What I got last Christmas.
What I got last Christmas.

The Gadgets

Again, I’m yet to set up my desktop studio, so my stuffs will be as crude as possible. Maybe I could prove a point that hobbies like this won’t make you broke. Nevertheless, below is everything I got:

My laptop and flashlight.
My laptop and flashlight.

Yup, just a budget laptop and my EDC keychain light. The keychain light I will use is the tiny, but powerful Olight 3E EOS. It packs 90 lumens of beam, and to anyone wondering what it means, it is brighter than your cellphone flashlight. Try shining it to your eye and you will know. This might seem too much for a tiny toy photography but controlling the distance between your subject and your flashlight will do the trick.

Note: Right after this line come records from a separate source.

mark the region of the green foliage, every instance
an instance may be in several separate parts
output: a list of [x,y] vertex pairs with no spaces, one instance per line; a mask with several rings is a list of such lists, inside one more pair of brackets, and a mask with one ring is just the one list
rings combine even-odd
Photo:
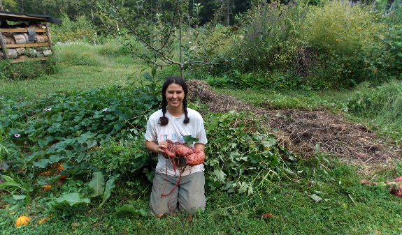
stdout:
[[244,71],[280,71],[292,67],[301,45],[299,30],[306,14],[302,1],[254,4],[239,17],[244,25],[243,35],[228,49],[241,50],[243,56],[229,66]]
[[373,120],[389,134],[401,138],[401,82],[392,82],[377,87],[363,84],[345,103],[344,109],[357,116]]
[[144,166],[154,166],[155,163],[150,158],[150,153],[143,144],[143,130],[136,133],[135,135],[128,134],[124,138],[127,139],[119,143],[112,142],[91,151],[88,161],[93,165],[94,170],[129,176]]
[[53,94],[17,105],[6,100],[0,123],[3,135],[15,144],[31,146],[28,153],[14,155],[18,160],[9,170],[22,168],[33,177],[41,169],[62,162],[70,174],[93,169],[87,151],[112,137],[140,135],[136,129],[145,126],[146,114],[158,105],[141,90],[118,86]]
[[205,120],[208,138],[206,179],[211,190],[251,195],[260,183],[255,181],[259,176],[275,181],[282,176],[284,168],[291,172],[287,168],[296,163],[292,153],[279,146],[257,120],[247,120],[245,115],[210,114]]
[[378,82],[385,73],[394,74],[400,24],[393,17],[347,2],[312,6],[301,31],[303,40],[322,54],[314,73],[332,86]]
[[96,27],[88,20],[87,16],[82,15],[73,21],[67,15],[64,15],[60,20],[63,21],[62,24],[52,25],[54,41],[68,43],[84,38],[87,38],[89,41],[93,40],[93,33],[96,31]]
[[[201,26],[203,6],[194,3],[190,15],[187,1],[164,0],[155,6],[146,1],[106,0],[94,5],[108,33],[133,55],[161,68],[178,65],[182,77],[185,69],[216,63],[210,55],[236,32],[216,20]],[[215,13],[215,20],[222,10]]]

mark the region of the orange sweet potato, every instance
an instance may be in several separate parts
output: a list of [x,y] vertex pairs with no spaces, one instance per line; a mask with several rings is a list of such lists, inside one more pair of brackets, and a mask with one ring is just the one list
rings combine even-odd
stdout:
[[194,153],[187,156],[186,158],[186,164],[190,167],[193,167],[201,163],[204,163],[204,151],[196,148],[192,149],[192,151]]
[[173,146],[173,151],[177,156],[181,157],[187,157],[189,155],[194,153],[193,151],[190,148],[182,144]]

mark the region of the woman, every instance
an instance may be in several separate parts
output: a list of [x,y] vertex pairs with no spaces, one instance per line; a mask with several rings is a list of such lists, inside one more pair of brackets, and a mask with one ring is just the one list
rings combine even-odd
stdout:
[[187,107],[187,93],[181,77],[168,77],[162,86],[161,109],[150,116],[147,125],[145,146],[158,153],[150,202],[151,211],[158,218],[178,210],[194,213],[203,210],[206,204],[203,164],[173,167],[171,161],[162,156],[163,149],[168,147],[167,140],[182,144],[186,135],[199,139],[195,148],[203,151],[205,149],[203,120],[198,112]]

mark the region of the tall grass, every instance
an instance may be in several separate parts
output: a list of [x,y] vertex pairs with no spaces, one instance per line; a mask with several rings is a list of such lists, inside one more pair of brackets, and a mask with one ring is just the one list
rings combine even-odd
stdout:
[[402,137],[402,82],[394,81],[380,86],[362,84],[347,103],[354,115],[369,119],[396,138]]

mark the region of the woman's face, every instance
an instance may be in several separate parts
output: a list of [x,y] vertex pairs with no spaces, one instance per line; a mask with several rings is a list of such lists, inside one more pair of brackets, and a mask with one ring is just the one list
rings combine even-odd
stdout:
[[165,96],[168,101],[168,107],[177,107],[182,106],[185,94],[182,86],[172,83],[168,86]]

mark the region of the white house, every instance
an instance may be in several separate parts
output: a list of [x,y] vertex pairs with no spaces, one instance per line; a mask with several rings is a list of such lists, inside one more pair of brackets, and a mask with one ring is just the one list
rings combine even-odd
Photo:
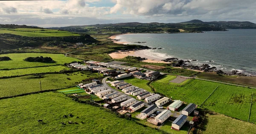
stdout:
[[189,103],[181,111],[183,114],[189,116],[195,109],[196,105],[194,103]]
[[143,100],[150,96],[151,96],[151,93],[147,92],[137,95],[137,98],[140,100]]
[[105,90],[103,90],[102,91],[97,92],[97,93],[96,93],[96,95],[99,97],[103,97],[103,96],[111,93],[111,89],[107,89]]
[[141,94],[144,92],[145,89],[143,88],[139,89],[137,90],[132,91],[131,92],[131,94],[134,96],[136,96],[138,95]]
[[112,99],[111,101],[113,103],[118,103],[126,100],[127,100],[127,96],[122,95]]
[[155,103],[157,106],[162,106],[163,105],[170,101],[170,99],[169,98],[165,97],[161,99],[157,100],[155,102]]
[[186,122],[187,116],[180,114],[172,123],[172,128],[180,130],[183,125]]
[[176,100],[168,106],[168,109],[172,111],[175,111],[177,110],[178,108],[182,105],[183,103],[182,101],[180,100]]
[[137,102],[134,98],[130,99],[121,103],[120,106],[122,107],[128,107]]
[[134,104],[130,106],[130,113],[136,111],[144,106],[144,102],[142,101],[139,101]]
[[159,99],[161,97],[161,95],[159,94],[154,94],[152,96],[148,97],[145,98],[145,101],[149,103],[150,102],[154,101]]
[[114,98],[116,98],[117,96],[119,96],[119,93],[117,92],[112,92],[110,94],[106,95],[103,96],[103,99],[112,99]]

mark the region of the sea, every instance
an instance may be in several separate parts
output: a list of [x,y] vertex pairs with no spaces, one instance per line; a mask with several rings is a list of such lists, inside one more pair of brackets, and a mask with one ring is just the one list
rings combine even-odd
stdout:
[[[237,70],[256,75],[256,29],[230,29],[204,33],[134,34],[116,39],[128,44],[146,45],[144,54],[160,59],[192,60],[191,64],[207,64],[224,72]],[[135,42],[146,42],[137,43]]]

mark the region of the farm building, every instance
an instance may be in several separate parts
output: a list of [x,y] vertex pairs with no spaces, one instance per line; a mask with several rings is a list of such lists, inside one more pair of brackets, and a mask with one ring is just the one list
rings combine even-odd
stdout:
[[107,89],[105,90],[103,90],[96,93],[96,95],[99,97],[103,97],[103,96],[109,94],[111,93],[111,89]]
[[133,75],[134,75],[134,76],[135,77],[139,78],[143,78],[143,77],[145,77],[146,76],[145,74],[144,73],[138,73],[138,72],[135,72],[135,73],[134,73]]
[[128,107],[137,102],[137,100],[134,98],[130,99],[121,103],[120,106],[122,107]]
[[123,88],[122,89],[122,91],[124,92],[128,92],[129,91],[133,91],[134,90],[136,90],[137,89],[138,89],[139,87],[135,87],[134,86],[130,86],[130,87],[125,87],[125,88]]
[[148,97],[145,98],[145,101],[149,103],[150,102],[154,101],[159,99],[161,97],[161,95],[159,94],[154,94],[152,96]]
[[131,113],[134,112],[137,110],[140,109],[144,106],[144,102],[142,101],[139,101],[134,104],[130,106]]
[[171,111],[166,109],[155,117],[151,117],[148,119],[147,121],[155,125],[162,124],[162,123],[171,116],[171,114],[172,112]]
[[112,99],[116,97],[119,95],[119,93],[117,92],[112,92],[110,94],[106,95],[103,97],[103,99]]
[[140,100],[143,100],[146,98],[150,96],[151,95],[151,93],[150,92],[147,92],[142,93],[141,94],[137,96],[137,98]]
[[119,85],[122,84],[125,84],[125,82],[124,81],[118,81],[114,83],[111,83],[111,85],[113,87],[116,87]]
[[116,88],[118,89],[122,89],[124,88],[128,87],[130,86],[131,86],[131,84],[126,83],[116,86]]
[[183,114],[189,116],[190,113],[195,109],[195,106],[196,105],[195,104],[189,103],[181,111],[181,113]]
[[165,97],[161,99],[157,100],[155,102],[155,103],[157,106],[162,106],[168,103],[170,99],[169,98]]
[[140,118],[142,119],[144,119],[149,117],[150,115],[157,111],[157,106],[156,105],[151,105],[148,107],[146,109],[144,109],[138,115]]
[[181,127],[186,122],[187,116],[180,114],[172,123],[172,128],[180,130]]
[[122,95],[112,99],[111,101],[113,103],[117,103],[126,100],[127,100],[127,96],[126,95]]
[[177,110],[178,108],[182,105],[183,103],[182,101],[180,100],[176,100],[168,106],[168,109],[171,111],[175,111]]
[[136,96],[138,95],[140,95],[140,94],[141,94],[143,93],[145,90],[145,89],[144,89],[143,88],[140,88],[137,90],[132,91],[132,92],[131,92],[131,94],[134,96]]

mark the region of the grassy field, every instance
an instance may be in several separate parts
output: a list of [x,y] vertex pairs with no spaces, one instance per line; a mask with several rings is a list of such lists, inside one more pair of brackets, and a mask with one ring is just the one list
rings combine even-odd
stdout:
[[[218,87],[202,106],[211,111],[247,121],[251,97],[254,89],[222,84],[191,80],[182,86],[164,84],[157,81],[151,84],[156,91],[187,103],[201,105],[216,87]],[[254,109],[252,110],[255,110]],[[252,120],[254,116],[253,116]]]
[[25,69],[18,69],[9,70],[0,70],[0,77],[22,75],[24,75],[40,73],[44,73],[58,72],[60,70],[69,70],[67,68],[62,66],[55,66],[45,67],[38,67]]
[[148,92],[152,92],[150,87],[147,85],[147,83],[149,81],[148,81],[146,80],[142,80],[131,77],[122,79],[120,80],[122,80],[127,83],[131,84],[133,86],[135,86],[140,88],[143,88],[143,89]]
[[[50,57],[56,61],[54,63],[45,63],[41,62],[28,62],[23,60],[29,57]],[[73,61],[80,61],[76,59],[65,57],[61,54],[40,53],[10,53],[1,54],[0,57],[8,56],[12,59],[8,61],[0,61],[0,69],[13,69],[23,67],[29,67],[41,66],[52,65],[56,64],[64,64],[65,63],[70,63]]]
[[[79,34],[73,34],[69,32],[61,31],[40,31],[37,30],[28,30],[29,28],[18,28],[18,29],[0,29],[0,34],[11,34],[17,35],[20,35],[29,37],[49,37],[49,36],[79,36]],[[32,30],[35,29],[31,29]],[[41,30],[41,29],[40,29]]]
[[196,76],[199,78],[256,87],[256,78],[254,77],[219,75],[215,72],[200,73]]
[[[34,94],[0,100],[0,103],[1,134],[161,134],[61,93]],[[74,117],[63,117],[70,114]],[[39,119],[44,123],[38,123]],[[78,124],[68,124],[69,121]],[[63,122],[67,125],[61,125]]]
[[[42,90],[61,89],[73,87],[76,82],[90,78],[97,78],[102,74],[98,73],[81,74],[80,72],[68,74],[53,74],[38,75],[28,75],[0,79],[0,97],[13,96],[40,90],[39,81],[41,80]],[[87,77],[88,76],[88,77]],[[70,80],[67,79],[69,78]]]
[[203,134],[255,134],[256,125],[223,115],[207,115]]

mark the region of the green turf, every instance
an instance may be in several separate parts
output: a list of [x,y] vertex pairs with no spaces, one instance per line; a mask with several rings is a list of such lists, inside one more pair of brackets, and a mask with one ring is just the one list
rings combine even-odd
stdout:
[[[50,57],[52,60],[56,61],[55,63],[45,63],[41,62],[28,62],[23,59],[29,57]],[[52,65],[56,64],[64,64],[65,63],[70,63],[73,61],[80,61],[76,59],[65,57],[61,54],[52,54],[42,53],[10,53],[1,54],[0,56],[8,56],[12,59],[8,61],[0,61],[0,69],[13,69],[23,67],[30,67],[42,66]]]
[[9,70],[0,70],[0,77],[21,75],[44,73],[58,72],[63,70],[69,70],[70,69],[64,66],[55,66],[18,69]]
[[[83,76],[81,75],[79,72],[76,72],[69,74],[69,75],[63,74],[46,74],[42,75],[44,77],[43,78],[36,78],[38,76],[29,75],[0,79],[0,97],[40,91],[40,80],[41,80],[42,89],[45,90],[73,87],[76,85],[76,82],[79,82],[90,78],[97,78],[102,76],[102,74],[98,73],[82,74]],[[71,80],[68,80],[67,78]]]
[[[0,100],[0,103],[1,134],[161,134],[61,93],[18,97]],[[74,117],[63,117],[70,114]],[[38,122],[40,119],[43,123]],[[78,124],[69,124],[69,121]],[[66,125],[61,125],[63,122]]]

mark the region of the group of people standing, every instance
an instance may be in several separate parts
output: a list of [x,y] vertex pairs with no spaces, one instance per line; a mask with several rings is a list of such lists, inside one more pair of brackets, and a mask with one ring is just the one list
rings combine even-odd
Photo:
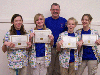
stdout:
[[[97,46],[83,45],[82,34],[96,34],[97,30],[91,29],[89,25],[92,21],[90,14],[84,14],[81,22],[83,28],[74,32],[78,21],[71,17],[66,20],[60,17],[60,5],[51,5],[51,17],[44,18],[43,14],[36,14],[34,17],[35,28],[26,32],[23,25],[23,18],[19,14],[14,14],[11,19],[11,29],[3,39],[3,52],[7,51],[9,75],[28,75],[27,66],[31,65],[31,75],[82,75],[88,66],[88,75],[95,75],[98,63]],[[48,35],[50,43],[33,43],[33,30],[51,30]],[[15,46],[9,41],[10,35],[27,35],[29,42],[27,48],[11,49]],[[78,37],[77,49],[61,48],[63,40],[61,36]],[[99,37],[99,35],[98,35]],[[95,42],[100,45],[100,37]],[[28,64],[29,63],[29,64]]]

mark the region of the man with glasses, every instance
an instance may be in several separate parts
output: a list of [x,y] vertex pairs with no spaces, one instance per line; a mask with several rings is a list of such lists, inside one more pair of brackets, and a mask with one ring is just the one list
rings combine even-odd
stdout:
[[59,75],[60,74],[60,65],[59,65],[59,56],[56,51],[56,42],[59,37],[59,34],[67,30],[65,23],[67,20],[63,17],[60,17],[60,5],[53,3],[51,5],[51,14],[52,16],[45,19],[45,25],[47,28],[51,29],[54,36],[54,45],[51,50],[51,64],[48,68],[49,75]]

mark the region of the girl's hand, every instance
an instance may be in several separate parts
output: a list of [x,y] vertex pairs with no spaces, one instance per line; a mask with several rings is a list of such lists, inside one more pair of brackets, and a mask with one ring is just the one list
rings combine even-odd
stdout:
[[31,42],[26,42],[28,47],[31,47],[32,43]]
[[57,43],[57,51],[61,51],[61,45],[63,44],[63,40],[61,40],[61,41],[59,41],[58,43]]
[[32,38],[33,36],[35,36],[35,34],[34,33],[30,33],[30,37]]
[[53,41],[54,36],[53,36],[53,35],[48,35],[48,36],[49,36],[49,38],[51,39],[51,41]]
[[62,44],[63,44],[63,40],[58,42],[57,47],[61,47]]
[[12,43],[12,42],[5,42],[4,45],[9,46],[11,48],[14,48],[15,47],[15,44]]
[[31,42],[33,36],[35,36],[35,34],[34,33],[30,33],[30,37],[29,37],[29,41],[30,42]]
[[79,48],[81,48],[81,46],[83,45],[83,40],[77,41],[77,45]]
[[95,42],[97,45],[100,45],[100,39],[96,40]]

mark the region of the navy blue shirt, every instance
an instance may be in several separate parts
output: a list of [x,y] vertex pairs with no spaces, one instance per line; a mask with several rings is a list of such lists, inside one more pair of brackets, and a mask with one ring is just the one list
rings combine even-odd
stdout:
[[[74,33],[68,33],[68,36],[75,37]],[[74,49],[71,49],[70,51],[70,61],[69,62],[74,62]]]
[[[42,29],[38,29],[42,30]],[[35,43],[36,57],[45,56],[45,43]]]
[[[84,31],[82,29],[81,36],[82,36],[82,34],[91,34],[91,30],[89,29],[88,31]],[[97,60],[91,46],[84,46],[83,45],[83,57],[82,57],[82,59],[83,60]]]
[[59,17],[58,19],[53,19],[52,17],[48,17],[45,19],[45,25],[52,31],[54,36],[54,47],[56,47],[56,42],[59,37],[59,34],[66,31],[68,28],[65,26],[67,20],[63,17]]

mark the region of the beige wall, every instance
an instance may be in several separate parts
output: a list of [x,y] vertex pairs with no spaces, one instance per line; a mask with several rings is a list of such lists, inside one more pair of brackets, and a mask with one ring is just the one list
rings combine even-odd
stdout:
[[[75,17],[81,24],[81,16],[84,13],[90,13],[93,17],[92,28],[97,29],[100,34],[100,0],[1,0],[0,1],[0,75],[8,75],[7,53],[3,53],[1,46],[5,33],[10,29],[10,22],[13,14],[19,13],[23,16],[25,29],[28,31],[35,27],[33,23],[34,16],[42,13],[45,17],[51,15],[50,6],[57,2],[61,6],[60,16],[68,19]],[[75,30],[81,28],[78,25]],[[99,47],[100,50],[100,47]],[[100,65],[98,66],[97,75],[100,75]],[[85,69],[83,75],[87,74]]]

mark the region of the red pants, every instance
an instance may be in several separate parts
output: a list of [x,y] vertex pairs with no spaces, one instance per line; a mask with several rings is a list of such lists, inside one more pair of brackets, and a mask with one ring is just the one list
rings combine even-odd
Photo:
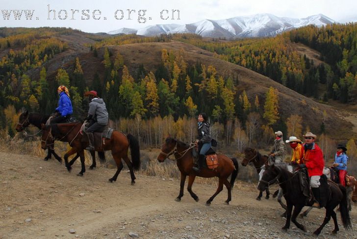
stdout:
[[345,177],[346,177],[346,174],[347,173],[347,171],[346,170],[342,170],[340,169],[338,170],[338,177],[340,179],[340,184],[342,186],[346,186],[346,180]]

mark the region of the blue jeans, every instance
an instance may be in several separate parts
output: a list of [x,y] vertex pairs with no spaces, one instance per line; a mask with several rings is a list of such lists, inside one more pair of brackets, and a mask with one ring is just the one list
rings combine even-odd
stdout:
[[211,144],[210,142],[209,143],[205,143],[203,144],[202,145],[202,147],[200,151],[200,154],[204,155],[204,154],[207,152],[207,151],[208,151],[208,150],[211,148],[211,146],[212,144]]

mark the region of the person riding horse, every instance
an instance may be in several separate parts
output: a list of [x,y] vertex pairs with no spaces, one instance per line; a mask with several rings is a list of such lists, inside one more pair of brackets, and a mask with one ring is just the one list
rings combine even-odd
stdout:
[[[303,145],[304,148],[304,155],[303,163],[300,164],[300,168],[306,168],[308,176],[310,177],[310,186],[312,194],[315,197],[315,202],[311,205],[314,208],[320,208],[325,207],[326,195],[321,193],[323,188],[320,186],[321,176],[323,175],[325,161],[322,150],[315,142],[316,135],[311,132],[307,132],[303,135],[305,143]],[[312,200],[309,204],[311,204]]]
[[54,115],[51,120],[51,124],[65,123],[73,113],[68,89],[64,85],[60,85],[57,89],[57,93],[59,95],[58,106],[54,111]]
[[198,159],[198,167],[193,167],[192,169],[198,173],[204,165],[205,154],[212,147],[212,137],[209,133],[209,124],[207,122],[207,115],[205,113],[200,113],[198,115],[198,142],[200,155]]
[[84,96],[87,96],[89,101],[89,109],[86,120],[90,121],[85,129],[85,133],[88,138],[89,144],[85,149],[87,150],[94,150],[94,137],[93,133],[102,132],[108,124],[109,117],[106,110],[105,103],[102,99],[98,97],[97,91],[91,90],[84,93]]
[[338,171],[340,184],[346,186],[345,177],[347,173],[347,160],[348,157],[346,154],[347,149],[341,144],[337,145],[337,152],[335,154],[335,159],[332,166],[333,169]]

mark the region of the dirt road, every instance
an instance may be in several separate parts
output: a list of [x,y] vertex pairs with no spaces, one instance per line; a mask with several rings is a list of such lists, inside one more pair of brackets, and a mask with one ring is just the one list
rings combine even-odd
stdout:
[[[307,233],[292,224],[285,233],[280,230],[282,210],[276,201],[255,200],[257,192],[243,182],[234,188],[230,205],[224,204],[225,189],[207,207],[204,202],[215,186],[195,184],[200,201],[185,191],[177,202],[177,179],[138,172],[136,184],[131,186],[129,174],[122,172],[112,184],[108,179],[115,169],[87,169],[80,177],[76,176],[79,165],[69,173],[53,159],[0,152],[0,160],[1,239],[306,238],[324,217],[324,210],[313,210],[304,219]],[[336,238],[356,238],[357,214],[355,206],[349,231],[338,215]],[[330,237],[332,227],[331,221],[320,238]]]

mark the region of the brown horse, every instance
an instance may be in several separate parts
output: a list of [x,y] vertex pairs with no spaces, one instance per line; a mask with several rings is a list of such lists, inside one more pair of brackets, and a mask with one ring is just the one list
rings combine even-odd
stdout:
[[[231,189],[238,174],[238,162],[235,159],[230,159],[222,154],[217,154],[218,158],[218,166],[214,170],[205,168],[202,169],[200,173],[197,173],[192,170],[193,159],[192,158],[192,148],[186,143],[177,140],[172,138],[166,138],[162,145],[161,152],[157,156],[157,160],[163,162],[165,159],[171,155],[174,155],[177,160],[178,170],[181,172],[181,182],[180,183],[180,192],[175,199],[179,201],[183,196],[183,187],[185,185],[186,177],[188,176],[188,185],[187,190],[191,197],[198,202],[199,198],[197,195],[192,191],[192,184],[196,176],[203,178],[212,178],[217,177],[219,180],[218,188],[216,192],[206,202],[206,205],[209,205],[214,197],[223,189],[223,184],[226,186],[228,191],[228,198],[226,201],[227,204],[231,200]],[[230,175],[230,182],[227,179]]]
[[[259,174],[259,173],[261,171],[261,167],[263,165],[268,165],[268,156],[261,155],[255,149],[253,148],[246,148],[244,149],[244,158],[241,163],[244,167],[249,163],[253,163],[254,167],[256,169],[256,172]],[[265,199],[269,199],[269,195],[270,195],[269,188],[267,187],[265,188]],[[255,199],[260,201],[262,196],[263,191],[259,191],[259,195],[256,197]]]
[[[48,147],[48,144],[51,143],[52,138],[63,142],[68,142],[72,148],[64,155],[66,167],[69,171],[71,171],[71,165],[74,161],[72,160],[69,163],[68,157],[75,153],[79,154],[82,164],[81,170],[78,174],[79,176],[83,176],[83,174],[85,172],[84,149],[88,145],[88,142],[82,142],[82,135],[80,131],[82,124],[83,122],[54,124],[51,126],[42,125],[43,131],[41,142],[42,148],[46,149]],[[129,146],[130,146],[132,161],[130,161],[128,157]],[[114,131],[110,139],[106,138],[104,143],[102,143],[101,146],[95,146],[95,150],[111,151],[117,169],[113,177],[109,179],[110,182],[116,181],[118,175],[123,168],[122,163],[122,159],[123,159],[130,170],[131,184],[135,184],[136,178],[134,175],[133,168],[138,170],[140,166],[139,142],[135,137],[130,134],[126,135],[119,131]]]
[[[42,124],[46,124],[47,120],[50,117],[49,115],[45,115],[37,113],[28,113],[28,111],[26,111],[22,113],[19,117],[19,122],[16,125],[16,130],[18,132],[21,132],[22,131],[25,131],[26,127],[29,125],[32,125],[36,126],[37,128],[40,130],[37,133],[42,131]],[[35,134],[37,134],[36,133]],[[58,156],[57,154],[54,152],[54,149],[53,149],[53,145],[54,144],[54,141],[51,142],[48,147],[48,153],[47,156],[45,157],[44,160],[47,161],[51,158],[52,155],[54,156],[57,160],[59,162],[62,163],[62,159],[61,157]],[[92,165],[89,167],[89,168],[93,169],[97,166],[97,163],[96,162],[96,154],[95,151],[90,151],[91,155],[92,156]],[[105,156],[103,152],[99,152],[98,156],[102,162],[105,161]],[[77,155],[72,159],[73,162],[79,157],[79,155]]]

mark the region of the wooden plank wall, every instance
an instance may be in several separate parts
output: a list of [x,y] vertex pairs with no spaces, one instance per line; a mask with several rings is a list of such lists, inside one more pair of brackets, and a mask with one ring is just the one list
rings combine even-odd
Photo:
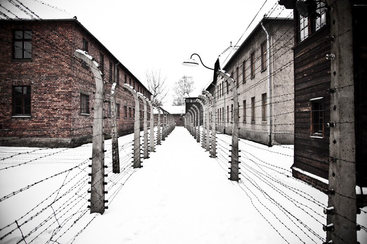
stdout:
[[322,178],[329,176],[330,129],[324,128],[322,138],[311,137],[310,99],[324,98],[324,123],[330,118],[330,24],[294,48],[295,141],[292,167]]

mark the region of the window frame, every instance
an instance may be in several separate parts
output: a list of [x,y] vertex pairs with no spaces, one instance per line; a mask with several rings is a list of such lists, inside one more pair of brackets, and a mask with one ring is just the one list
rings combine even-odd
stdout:
[[80,93],[80,114],[81,115],[90,115],[90,110],[89,109],[90,96],[88,94]]
[[[22,36],[21,38],[16,38],[17,36],[19,36],[19,35],[17,35],[16,34],[17,31],[22,31]],[[28,35],[29,35],[30,37],[30,38],[26,38],[26,32],[28,32],[29,33],[27,33]],[[21,42],[22,43],[22,47],[21,49],[17,49],[16,47],[19,47],[18,46],[16,46],[16,42]],[[30,46],[30,49],[26,48],[26,43],[29,43],[29,45]],[[13,58],[14,59],[32,59],[32,31],[30,29],[15,29],[14,31],[14,35],[13,35]],[[16,54],[16,52],[17,51],[19,51],[21,49],[22,52],[22,57],[19,58],[17,57],[17,55]],[[30,51],[29,51],[29,50],[30,50]],[[25,53],[26,52],[29,53],[30,55],[30,57],[27,57]]]
[[[15,90],[16,88],[21,88],[21,94],[15,94]],[[26,88],[27,89],[26,89],[26,94],[24,94],[24,88]],[[29,93],[27,94],[28,93],[28,91],[29,91]],[[12,95],[13,95],[13,109],[12,109],[12,116],[31,116],[32,114],[32,111],[31,111],[31,105],[32,105],[32,102],[31,102],[31,88],[30,86],[13,86],[13,90],[12,90]],[[21,99],[21,104],[19,105],[16,102],[16,100],[18,100],[17,99],[20,98]],[[25,104],[25,99],[29,99],[29,105],[26,105]],[[21,108],[21,113],[17,113],[16,111],[17,110],[17,108],[20,107]],[[27,110],[29,110],[29,113],[28,113],[26,112],[26,107],[27,107]],[[29,108],[28,107],[29,107]]]

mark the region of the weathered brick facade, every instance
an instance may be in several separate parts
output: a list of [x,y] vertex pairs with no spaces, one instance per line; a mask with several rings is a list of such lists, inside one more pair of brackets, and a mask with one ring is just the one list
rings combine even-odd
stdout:
[[[31,32],[31,58],[16,58],[16,31]],[[148,98],[150,93],[76,20],[2,20],[0,40],[0,145],[73,147],[91,141],[96,85],[91,68],[74,57],[77,49],[87,51],[101,64],[105,133],[109,135],[111,128],[108,103],[115,73],[118,134],[133,132],[135,101],[123,85],[131,85]],[[30,114],[15,110],[14,89],[24,86],[30,88]],[[88,105],[83,111],[81,96]],[[26,102],[22,102],[24,107]],[[143,107],[141,102],[141,110]]]

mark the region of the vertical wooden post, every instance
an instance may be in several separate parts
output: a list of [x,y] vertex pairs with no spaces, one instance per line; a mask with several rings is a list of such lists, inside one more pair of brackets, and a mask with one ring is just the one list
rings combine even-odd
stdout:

Small light, to travel light.
Small light, to travel light.

Then there is my laptop. Again, it is the budget friendly, but Windows 10 infested tool/toy Lenovo Ideapad S130. It had an 11inch screen though the Windows 10 OS is giving me a headache. I’m thankful though that it had an HD screen, which means that I will get clearer images for backgrounds.

My camera is nothing special. Just a regular mobile phone camera of my Lenovo Vibe P1. This 3year old workhorse (as of I write this article) has a 9megapixel camera, so at least I won’t get blurred images.

The Main Cons Of A Laptop Screen

You might have noticed that the toys featured here are just under 6 inches tall. The obvious shortcoming of a laptop screen is the size. You are limited by the size of the screen, and in this case, I only got 11 inches of working image. And believe it or not, I must crop my images and do half body shots to make it convincing.

Then there is the laptop keyboard, which made it hard for the figure to stand. It was a good thing that my toys and gunplas here was never heavy, or else it could mess the keypad.

Tomica Velociraptor Blue

I was thankful that Tomica came up with figures this small and detailed, and it seems like it is made for this. First, I’m using the box as a sort of platform, so my figure will align with the background.

And for the background, I found this forest scenery somewhere in Wikipedia

Took me forever to load this, thanks WIndows 10!
Took me forever to load this, thanks WIndows 10!

I noticed that the brightness of the screen will cause your figure to appear as a shadowy silhouette in the mobile phone screen, hence this is where the keychain light kicks in.

I set my lighting an arm’s length above my figure. Yet it will depend on how you prefer the lighting. The thing is your lighting must match the shades of your background.

Then crop your photos until we arrive at the surreal image at the bottom.

Photo before cropping.
Photo before cropping.
The final photo.
The final photo.

Here’s another shot I did, with darker lighting and different background.

Kamen Rider Black (Figuarts)

We will do the same approach with the Kamen Rider Black Figure this time. In this case I chose the deserted, dark warehouse for the background, as this is the usual settings when he slugs with man-beasts in the show.

Unlike the Tomica Velociraptor Blue, we need to work on his pose. I chose the static standing pose as again the screen is too small! And even without controlling the illumination with my flashlight, the photo already looks eerily real. This one had the edges cropped.

Yup, it looks real.
Yup, it looks real.

Again, with minimal lighting and a lot of shadows, we will get this real looking photo with the figure like a man in the suit.

Rider change!
Rider change!

HCM Pro Gundam Heavyarms

We won’t get realism in this case, as our action figure here is based from an anime. But we will give him a ravaged war scene as a background. Again, we will use the same approach of light controls and photo cropping.

And below is the result.

HG Gipsy Avenger and RG Justice Gundam

The Gipsy Avenger turns out to be photogenic among the bunch. I got the background from one of the Pacific Rim sceneries. I will say it again, we will do the same approach. This time, the misty effect of the background works well with the dark color of the kit. The result is somewhat surreal.

In one pose, I never used any lighting.

Here’s one with my flashlight on.

The RG Gundam Justice poses a special set of problem. This so-called small kit is wide (backpack and all) and beefy. Only half of it was caught in the photo.